Over the course of the eight-year study — women were tracked from 1999 to 2007 — researchers found that the HPV screen routed out more cancer and prevented more deaths than either of the other screening tests, and did so with the fewest false negatives. Among some 30,000 women screened for HPV, only eight patients who received negative results went on to develop cervical cancer. In the pap smear group, 22 women, or nearly three times as many as in the HPV group, who had negative results later developed cancer. In the VIA group, there were even more false negatives, with 25 women. In addition, in the HPV and pap smear groups, 60% of cancers were detected early, in stage I of development, compared with 42% in the VIA group.

"HPV appears to be a better test for screening," Sankaranarayanan says, reaffirming previous studies that have established a strong correlation between positive tests for HPV and development of cancerous lesions.

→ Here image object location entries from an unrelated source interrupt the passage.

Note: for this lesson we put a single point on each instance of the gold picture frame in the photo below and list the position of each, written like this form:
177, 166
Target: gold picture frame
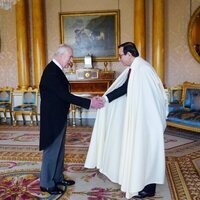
94, 33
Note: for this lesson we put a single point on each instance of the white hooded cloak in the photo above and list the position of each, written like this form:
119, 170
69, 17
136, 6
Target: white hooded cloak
127, 143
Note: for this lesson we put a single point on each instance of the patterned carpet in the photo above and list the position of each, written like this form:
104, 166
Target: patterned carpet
20, 163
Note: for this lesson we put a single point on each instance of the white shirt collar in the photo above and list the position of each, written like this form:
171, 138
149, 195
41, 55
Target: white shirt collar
56, 62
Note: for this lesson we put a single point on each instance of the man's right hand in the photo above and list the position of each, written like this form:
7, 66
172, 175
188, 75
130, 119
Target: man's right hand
97, 102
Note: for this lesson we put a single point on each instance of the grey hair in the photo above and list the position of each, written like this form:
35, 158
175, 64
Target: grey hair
62, 49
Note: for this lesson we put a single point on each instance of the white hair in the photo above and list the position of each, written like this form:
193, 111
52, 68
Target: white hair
62, 49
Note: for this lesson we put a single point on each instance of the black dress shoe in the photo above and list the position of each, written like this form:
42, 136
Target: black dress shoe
143, 194
52, 191
65, 182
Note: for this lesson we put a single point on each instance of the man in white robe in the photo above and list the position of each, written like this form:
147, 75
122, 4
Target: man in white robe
127, 143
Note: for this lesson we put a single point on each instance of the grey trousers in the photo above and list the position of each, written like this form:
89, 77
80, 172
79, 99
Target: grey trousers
53, 162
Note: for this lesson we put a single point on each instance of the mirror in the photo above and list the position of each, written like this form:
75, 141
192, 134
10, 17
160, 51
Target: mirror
194, 34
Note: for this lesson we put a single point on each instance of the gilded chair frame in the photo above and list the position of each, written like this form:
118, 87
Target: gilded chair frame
6, 104
30, 113
186, 85
174, 89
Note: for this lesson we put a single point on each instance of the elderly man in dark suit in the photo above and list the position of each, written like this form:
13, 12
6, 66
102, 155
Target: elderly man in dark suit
55, 102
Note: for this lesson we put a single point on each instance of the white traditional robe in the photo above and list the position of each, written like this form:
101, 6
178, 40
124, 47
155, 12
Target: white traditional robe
127, 143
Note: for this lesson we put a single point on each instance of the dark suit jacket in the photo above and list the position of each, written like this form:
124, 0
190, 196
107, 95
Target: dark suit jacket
55, 102
118, 92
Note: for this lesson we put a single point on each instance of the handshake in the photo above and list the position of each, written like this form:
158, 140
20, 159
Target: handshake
97, 102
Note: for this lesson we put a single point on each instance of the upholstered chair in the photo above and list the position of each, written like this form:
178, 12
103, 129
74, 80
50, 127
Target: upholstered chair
29, 106
6, 102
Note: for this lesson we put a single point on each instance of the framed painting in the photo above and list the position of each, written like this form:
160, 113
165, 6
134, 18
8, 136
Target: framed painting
91, 33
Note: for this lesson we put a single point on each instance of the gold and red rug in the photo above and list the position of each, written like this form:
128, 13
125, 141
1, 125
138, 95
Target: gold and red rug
20, 163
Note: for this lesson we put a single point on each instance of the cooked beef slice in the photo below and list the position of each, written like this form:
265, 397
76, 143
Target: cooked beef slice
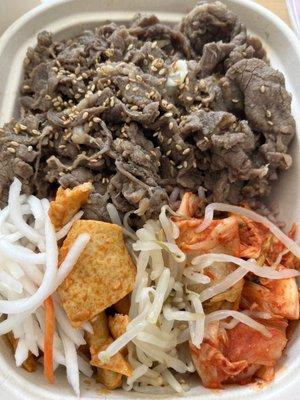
209, 23
267, 106
98, 108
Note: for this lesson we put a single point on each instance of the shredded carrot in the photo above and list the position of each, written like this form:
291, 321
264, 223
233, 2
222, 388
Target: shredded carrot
48, 340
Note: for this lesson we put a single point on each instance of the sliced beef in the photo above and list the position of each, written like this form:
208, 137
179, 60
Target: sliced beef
99, 107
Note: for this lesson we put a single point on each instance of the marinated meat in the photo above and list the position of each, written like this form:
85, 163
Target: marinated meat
99, 107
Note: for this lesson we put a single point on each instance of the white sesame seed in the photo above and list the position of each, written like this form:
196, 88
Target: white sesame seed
262, 89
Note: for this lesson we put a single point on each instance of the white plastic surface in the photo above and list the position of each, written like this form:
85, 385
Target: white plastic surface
68, 18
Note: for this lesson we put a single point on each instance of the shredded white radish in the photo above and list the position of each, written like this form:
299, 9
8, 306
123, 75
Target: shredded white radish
224, 285
206, 260
245, 319
16, 214
71, 362
29, 274
282, 237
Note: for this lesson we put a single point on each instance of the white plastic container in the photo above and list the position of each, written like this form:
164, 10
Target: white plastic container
68, 18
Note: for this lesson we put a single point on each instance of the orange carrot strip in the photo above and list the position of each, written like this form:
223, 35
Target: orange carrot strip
48, 339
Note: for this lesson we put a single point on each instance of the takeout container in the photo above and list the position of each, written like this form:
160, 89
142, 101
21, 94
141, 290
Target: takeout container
68, 18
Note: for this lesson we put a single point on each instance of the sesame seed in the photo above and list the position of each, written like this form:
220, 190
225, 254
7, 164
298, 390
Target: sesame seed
268, 114
262, 89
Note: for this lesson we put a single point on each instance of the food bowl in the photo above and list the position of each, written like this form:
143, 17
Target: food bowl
68, 18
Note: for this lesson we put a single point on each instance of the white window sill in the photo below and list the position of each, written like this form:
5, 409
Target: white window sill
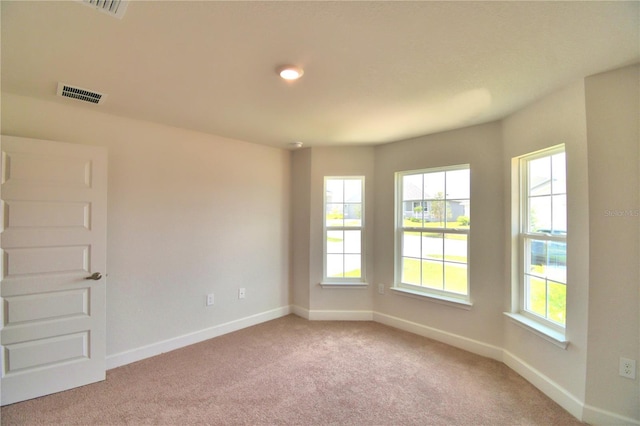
347, 285
437, 298
546, 333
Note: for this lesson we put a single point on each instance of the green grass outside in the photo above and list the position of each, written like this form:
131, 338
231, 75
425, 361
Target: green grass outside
430, 275
553, 299
408, 223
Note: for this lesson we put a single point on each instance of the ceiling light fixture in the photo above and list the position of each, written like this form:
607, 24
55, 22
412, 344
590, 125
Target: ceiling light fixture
290, 72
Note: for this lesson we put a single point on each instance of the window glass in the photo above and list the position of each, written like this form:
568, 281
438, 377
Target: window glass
543, 281
434, 219
343, 227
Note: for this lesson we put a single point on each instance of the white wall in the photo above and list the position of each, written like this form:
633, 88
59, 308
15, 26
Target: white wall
613, 120
188, 214
557, 118
479, 146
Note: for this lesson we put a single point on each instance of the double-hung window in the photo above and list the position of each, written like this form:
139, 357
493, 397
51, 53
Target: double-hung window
433, 214
542, 286
343, 230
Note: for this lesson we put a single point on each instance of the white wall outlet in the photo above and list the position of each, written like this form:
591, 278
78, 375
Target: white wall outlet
628, 368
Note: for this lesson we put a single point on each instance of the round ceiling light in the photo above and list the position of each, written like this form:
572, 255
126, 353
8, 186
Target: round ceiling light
290, 72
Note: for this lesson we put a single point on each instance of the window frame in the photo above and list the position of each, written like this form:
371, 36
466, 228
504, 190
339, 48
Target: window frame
344, 281
440, 295
541, 324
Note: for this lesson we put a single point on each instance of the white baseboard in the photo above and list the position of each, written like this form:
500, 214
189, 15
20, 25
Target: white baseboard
158, 348
455, 340
325, 315
597, 416
547, 386
300, 311
566, 400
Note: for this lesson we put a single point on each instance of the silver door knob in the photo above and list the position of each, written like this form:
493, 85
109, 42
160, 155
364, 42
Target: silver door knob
95, 276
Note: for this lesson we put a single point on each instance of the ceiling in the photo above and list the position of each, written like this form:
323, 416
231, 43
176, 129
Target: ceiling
375, 72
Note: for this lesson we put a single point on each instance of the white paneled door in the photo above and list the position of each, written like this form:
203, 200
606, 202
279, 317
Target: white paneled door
53, 241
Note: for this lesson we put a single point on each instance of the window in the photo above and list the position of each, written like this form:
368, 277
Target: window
343, 229
432, 233
542, 286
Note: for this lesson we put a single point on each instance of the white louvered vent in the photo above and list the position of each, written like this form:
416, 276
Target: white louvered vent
114, 8
68, 91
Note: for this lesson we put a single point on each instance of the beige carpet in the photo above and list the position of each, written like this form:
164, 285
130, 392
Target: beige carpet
293, 371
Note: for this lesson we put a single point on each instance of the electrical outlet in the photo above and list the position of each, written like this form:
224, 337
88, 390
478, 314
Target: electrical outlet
628, 368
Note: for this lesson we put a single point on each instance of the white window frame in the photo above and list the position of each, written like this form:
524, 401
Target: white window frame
547, 328
449, 298
344, 281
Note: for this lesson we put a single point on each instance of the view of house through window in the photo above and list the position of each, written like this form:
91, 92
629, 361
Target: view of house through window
343, 226
434, 218
544, 236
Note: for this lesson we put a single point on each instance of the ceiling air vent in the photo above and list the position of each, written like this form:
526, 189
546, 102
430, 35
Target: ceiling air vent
114, 8
85, 95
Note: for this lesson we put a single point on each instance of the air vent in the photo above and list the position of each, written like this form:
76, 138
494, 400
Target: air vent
84, 95
114, 8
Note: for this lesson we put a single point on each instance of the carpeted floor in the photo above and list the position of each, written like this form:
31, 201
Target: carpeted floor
299, 372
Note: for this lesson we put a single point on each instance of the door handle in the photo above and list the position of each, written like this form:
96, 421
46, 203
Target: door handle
95, 276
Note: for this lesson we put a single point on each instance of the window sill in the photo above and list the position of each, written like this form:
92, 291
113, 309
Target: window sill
344, 285
542, 331
436, 298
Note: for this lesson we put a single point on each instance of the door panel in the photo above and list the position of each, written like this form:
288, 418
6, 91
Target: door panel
53, 207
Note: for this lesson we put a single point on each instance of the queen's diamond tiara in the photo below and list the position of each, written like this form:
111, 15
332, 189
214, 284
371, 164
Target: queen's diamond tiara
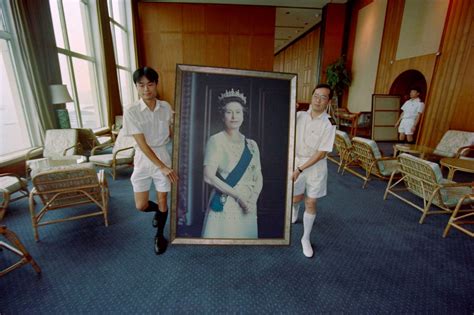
233, 93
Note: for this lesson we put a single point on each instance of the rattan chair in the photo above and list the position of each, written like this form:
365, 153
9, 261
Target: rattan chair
88, 140
58, 144
343, 146
66, 187
11, 184
425, 180
15, 246
366, 155
122, 154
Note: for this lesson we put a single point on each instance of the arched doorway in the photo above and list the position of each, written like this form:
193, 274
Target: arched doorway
405, 81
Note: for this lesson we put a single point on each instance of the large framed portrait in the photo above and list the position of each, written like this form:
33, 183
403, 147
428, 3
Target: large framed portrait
233, 149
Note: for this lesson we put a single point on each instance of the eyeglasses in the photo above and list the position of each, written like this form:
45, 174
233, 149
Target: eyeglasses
321, 97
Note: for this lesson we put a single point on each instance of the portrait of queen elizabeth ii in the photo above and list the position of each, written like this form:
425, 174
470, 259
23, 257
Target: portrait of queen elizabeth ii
234, 150
232, 168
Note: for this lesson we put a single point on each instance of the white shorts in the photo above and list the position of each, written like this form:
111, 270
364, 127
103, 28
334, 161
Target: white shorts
145, 172
405, 126
313, 180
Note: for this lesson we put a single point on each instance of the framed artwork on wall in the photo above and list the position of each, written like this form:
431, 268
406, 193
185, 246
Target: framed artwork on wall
233, 148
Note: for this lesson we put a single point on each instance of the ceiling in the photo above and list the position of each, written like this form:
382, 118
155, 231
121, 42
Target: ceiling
293, 17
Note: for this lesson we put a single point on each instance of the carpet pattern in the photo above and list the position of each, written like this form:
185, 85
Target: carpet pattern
371, 256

But HPV is a tricky virus to manage. Sankaranarayanan points out that, first, it is exceedingly common; there are some 100 different strains of HPV, of which 30 or 40 affect the vast majority of sexually active people during the course of their lifetimes. The Centers for Disease Control and Prevention reports that as many as 80% of sexually active women (and 50% of all men and women) will be infected with HPV at some point. Second, the body most often clears the HPV virus on its own, without ever causing cancer or other symptoms (some strains of HPV also cause genital warts). "More than 80% of the infections will clear within two years of acquiring," he says, underscoring the accepted recommendation by the American College of Obstetricians and Gynecologists that HPV tests not be used as a cervical-cancer screening tool in younger women, but only in women ages 30 and older. Infections are more likely to be persistent in this age group, which puts them at greater risk for cervical cancer. For younger women and girls, between the ages of 11 and 26, health authorities in the U.S. and several European countries recommend the HPV vaccine to prevent infection.

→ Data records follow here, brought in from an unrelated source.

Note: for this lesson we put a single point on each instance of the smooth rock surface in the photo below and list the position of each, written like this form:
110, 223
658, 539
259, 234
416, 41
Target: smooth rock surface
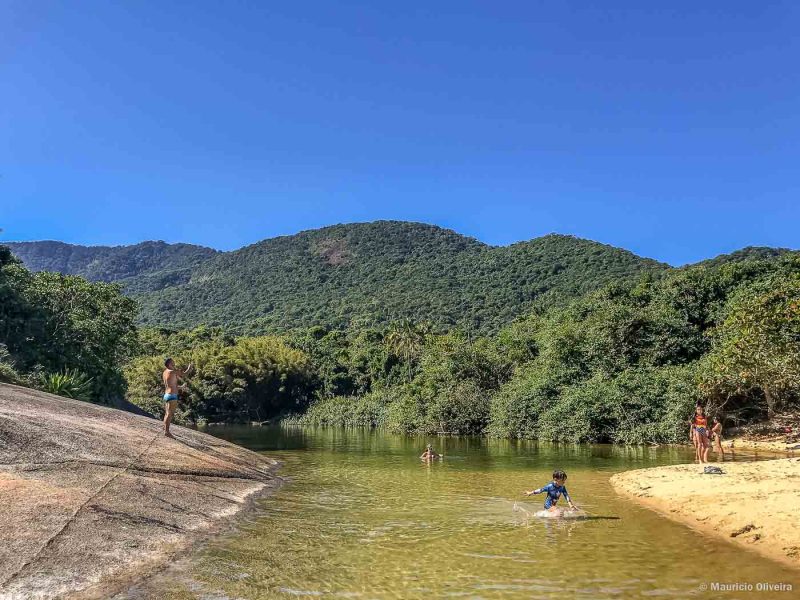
94, 497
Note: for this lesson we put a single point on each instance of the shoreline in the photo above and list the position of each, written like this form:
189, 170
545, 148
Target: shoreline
753, 505
97, 500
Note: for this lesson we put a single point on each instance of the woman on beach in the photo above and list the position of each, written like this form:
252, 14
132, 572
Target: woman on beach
700, 431
716, 436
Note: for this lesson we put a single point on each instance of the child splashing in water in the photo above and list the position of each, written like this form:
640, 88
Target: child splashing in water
554, 490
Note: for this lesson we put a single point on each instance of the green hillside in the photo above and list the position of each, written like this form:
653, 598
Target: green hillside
364, 273
378, 272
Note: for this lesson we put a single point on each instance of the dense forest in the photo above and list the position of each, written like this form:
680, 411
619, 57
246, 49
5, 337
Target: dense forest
620, 360
349, 275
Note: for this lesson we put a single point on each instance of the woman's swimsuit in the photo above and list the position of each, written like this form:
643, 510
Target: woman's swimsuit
701, 425
554, 492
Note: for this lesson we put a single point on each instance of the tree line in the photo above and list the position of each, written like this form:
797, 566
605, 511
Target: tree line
623, 364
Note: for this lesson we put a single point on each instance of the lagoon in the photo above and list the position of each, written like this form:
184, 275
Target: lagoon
362, 517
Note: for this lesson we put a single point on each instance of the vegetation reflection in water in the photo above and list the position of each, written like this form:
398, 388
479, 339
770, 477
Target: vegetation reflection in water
362, 517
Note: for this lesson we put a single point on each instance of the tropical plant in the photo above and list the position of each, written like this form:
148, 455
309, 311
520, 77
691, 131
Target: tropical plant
68, 383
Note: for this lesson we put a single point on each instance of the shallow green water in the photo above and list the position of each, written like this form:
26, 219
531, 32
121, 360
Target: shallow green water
363, 517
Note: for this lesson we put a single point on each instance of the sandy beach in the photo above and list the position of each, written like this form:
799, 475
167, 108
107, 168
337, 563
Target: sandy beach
753, 504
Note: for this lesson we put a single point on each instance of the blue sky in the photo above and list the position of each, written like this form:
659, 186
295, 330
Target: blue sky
669, 128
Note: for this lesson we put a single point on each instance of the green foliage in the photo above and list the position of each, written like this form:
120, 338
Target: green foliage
623, 364
254, 379
8, 372
412, 328
756, 348
67, 383
51, 323
347, 277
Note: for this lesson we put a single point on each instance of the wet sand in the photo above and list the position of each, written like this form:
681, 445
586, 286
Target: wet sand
753, 504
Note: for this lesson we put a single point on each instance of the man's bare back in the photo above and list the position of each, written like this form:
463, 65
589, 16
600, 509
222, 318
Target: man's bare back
170, 377
171, 388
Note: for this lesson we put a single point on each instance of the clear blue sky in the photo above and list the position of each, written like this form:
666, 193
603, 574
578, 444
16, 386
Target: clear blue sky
669, 128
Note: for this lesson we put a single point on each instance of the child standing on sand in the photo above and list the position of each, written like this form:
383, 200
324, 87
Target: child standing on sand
700, 429
554, 490
716, 433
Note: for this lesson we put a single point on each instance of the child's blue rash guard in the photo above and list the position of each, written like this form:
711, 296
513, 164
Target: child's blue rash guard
554, 492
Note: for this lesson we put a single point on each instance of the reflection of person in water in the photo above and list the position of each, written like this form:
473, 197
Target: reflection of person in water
429, 453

From a practical standpoint, limiting HPV testing to women over 30 can also reduce unnecessary costs in treating patients in whom the infection would have resolved itself, a particularly important factor to consider when attempting to get cervical cancer prevention programs off the ground in the developing world and among lower-income women, Sankaranarayanan says. Indeed, the current standard in HPV tests, the Hybrid Capture II, which was used for this study, is already too costly for wide-scale application, running as much as $30 per test. Realistically, in order to be used on a grand scale, tests would have to cost about $1 each, Sankaranarayanan estimates.

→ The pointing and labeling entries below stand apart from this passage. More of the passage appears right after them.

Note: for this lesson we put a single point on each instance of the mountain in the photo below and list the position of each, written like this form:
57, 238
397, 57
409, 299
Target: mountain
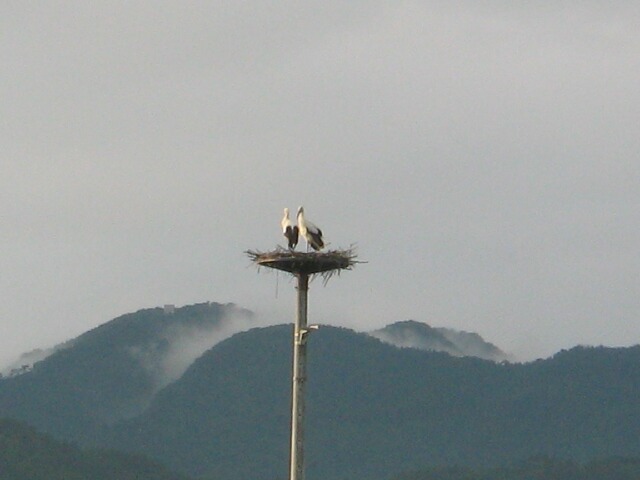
28, 455
412, 334
375, 410
113, 371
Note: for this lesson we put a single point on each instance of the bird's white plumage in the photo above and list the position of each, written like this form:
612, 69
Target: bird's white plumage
311, 233
289, 231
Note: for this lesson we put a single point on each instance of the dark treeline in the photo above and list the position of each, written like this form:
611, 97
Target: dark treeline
26, 454
538, 468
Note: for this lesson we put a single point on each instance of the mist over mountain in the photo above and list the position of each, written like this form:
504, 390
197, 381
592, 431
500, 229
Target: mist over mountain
198, 390
412, 334
113, 371
374, 409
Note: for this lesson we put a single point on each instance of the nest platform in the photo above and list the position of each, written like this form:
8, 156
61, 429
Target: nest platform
305, 263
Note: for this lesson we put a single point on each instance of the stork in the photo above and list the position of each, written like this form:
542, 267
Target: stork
311, 233
289, 231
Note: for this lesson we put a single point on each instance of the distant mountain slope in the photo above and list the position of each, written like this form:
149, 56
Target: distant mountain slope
28, 455
412, 334
375, 410
113, 371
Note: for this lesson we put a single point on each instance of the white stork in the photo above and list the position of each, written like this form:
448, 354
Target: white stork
311, 233
289, 231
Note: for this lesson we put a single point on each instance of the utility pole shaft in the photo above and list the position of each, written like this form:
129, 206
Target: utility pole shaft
300, 332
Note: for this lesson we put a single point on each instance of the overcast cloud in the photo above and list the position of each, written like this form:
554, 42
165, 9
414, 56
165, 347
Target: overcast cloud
483, 155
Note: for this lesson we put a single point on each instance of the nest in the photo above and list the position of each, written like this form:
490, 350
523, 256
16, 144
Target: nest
325, 264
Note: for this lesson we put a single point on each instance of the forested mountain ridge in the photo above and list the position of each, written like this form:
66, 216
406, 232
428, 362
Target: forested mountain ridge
373, 409
113, 371
412, 334
28, 455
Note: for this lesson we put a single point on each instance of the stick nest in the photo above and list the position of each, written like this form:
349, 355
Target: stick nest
325, 264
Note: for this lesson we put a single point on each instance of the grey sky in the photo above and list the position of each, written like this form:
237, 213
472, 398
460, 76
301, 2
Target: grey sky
484, 156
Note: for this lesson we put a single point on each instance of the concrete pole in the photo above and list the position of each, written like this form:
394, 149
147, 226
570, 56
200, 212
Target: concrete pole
300, 331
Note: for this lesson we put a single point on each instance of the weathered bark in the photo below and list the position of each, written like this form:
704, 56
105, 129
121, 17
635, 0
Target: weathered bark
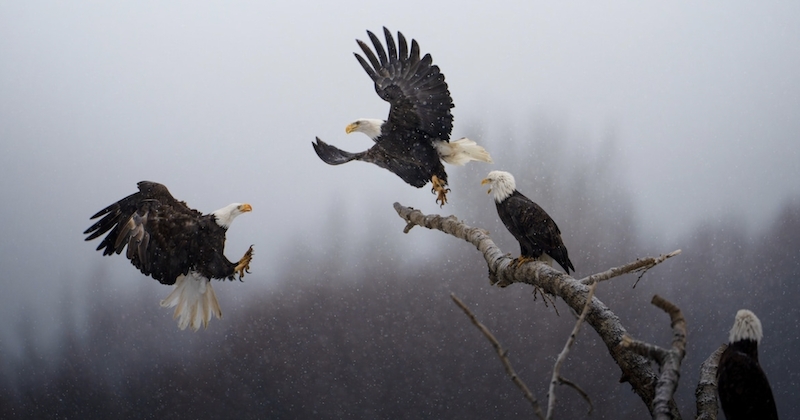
636, 369
669, 360
706, 391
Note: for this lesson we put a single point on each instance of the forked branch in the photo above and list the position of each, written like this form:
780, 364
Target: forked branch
669, 360
502, 354
636, 369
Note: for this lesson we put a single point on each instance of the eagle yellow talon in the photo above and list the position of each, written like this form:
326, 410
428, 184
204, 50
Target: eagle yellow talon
243, 266
518, 262
440, 190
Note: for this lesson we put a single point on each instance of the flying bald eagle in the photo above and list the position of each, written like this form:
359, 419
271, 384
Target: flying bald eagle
174, 244
415, 139
743, 388
532, 227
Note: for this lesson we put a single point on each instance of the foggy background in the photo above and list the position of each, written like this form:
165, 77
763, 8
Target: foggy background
640, 128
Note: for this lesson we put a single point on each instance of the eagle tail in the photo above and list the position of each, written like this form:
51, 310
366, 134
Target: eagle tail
332, 155
194, 301
461, 151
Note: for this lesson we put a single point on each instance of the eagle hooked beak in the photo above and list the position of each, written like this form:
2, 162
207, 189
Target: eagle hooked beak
487, 181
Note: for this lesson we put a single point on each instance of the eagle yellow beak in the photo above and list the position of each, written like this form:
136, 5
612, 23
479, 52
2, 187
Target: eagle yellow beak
484, 182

In that respect, there may be hope on the horizon. A Chinese study, funded in part by the Bill & Melinda Gates Foundation (as was the current study) and published in 2008, reported that a new HPV test, called careHPV, is easier to use, produces results faster and is just as effective as the Hybrid Capture II. Researchers say that when careHPV becomes available — Sankaranarayanan anticipates it will be on the market within two years — it will cost a fraction of the price of the Hybrid Capture II.

In the meantime, he says we need to educate people about cervical cancer and the virus that causes it, particularly in the developing world. Combating the disease begins with simple steps, Sankaranarayanan says: "Taking away the stigma of HPV infection and specifically targeting these deprived groups with the proper education."